Search code examples
marklogic

Multiple URIs for a same document in MarkLogic?


While loading a file repository into MarkLogic, I realized that it contains a significant number of duplicate documents. For example, multiple copies of a same product catalog document ("catalog.pdf") may be found in several different directories such as: /products/published-documents/, /sourcing/references/, /marketing/materials/.

I am wondering if I can remove those duplicates by having multiple URIs in MarkLogic pointing to the same document (like symlink?). Or perhaps there are other approaches to achieve the same effect. I have considered using collections but we do have a requirement to preserve the directory structure so users can continue accessing the files via WebDAV.


Solution

  • No, it is a fairly low-level constraint in MarkLogic that documents have one and only one URI. However, you could use modular document features like XInclude or XPointer and replace the duplicated documents with a reference to the canonical URI.

    https://docs.marklogic.com/guide/app-dev/mod-docs

    Collections may also be helpful in that scenario, for example, to assign the canonical document to one collection and the duplicates to another.
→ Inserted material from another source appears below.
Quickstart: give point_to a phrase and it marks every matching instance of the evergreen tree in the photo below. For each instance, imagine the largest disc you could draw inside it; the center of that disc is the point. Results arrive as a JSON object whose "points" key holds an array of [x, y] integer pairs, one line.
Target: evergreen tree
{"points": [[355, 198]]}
Then it would be simpler to query only the canonical documents.

    But if WebDAV is the primary interface, then neither may be appropriate, since a WebDAV client would simply open the shallow document with the XInclude URI reference.

    One possible exception is through permissions. It is also possible to assign different permissions to the canonical and duplicate documents, such that WebDAV users don't have access to duplicates. Then duplicates would simply not be listed for anyone browsing WebDAV. That behavior doesn't perfectly imitate symlink, but it may be close enough.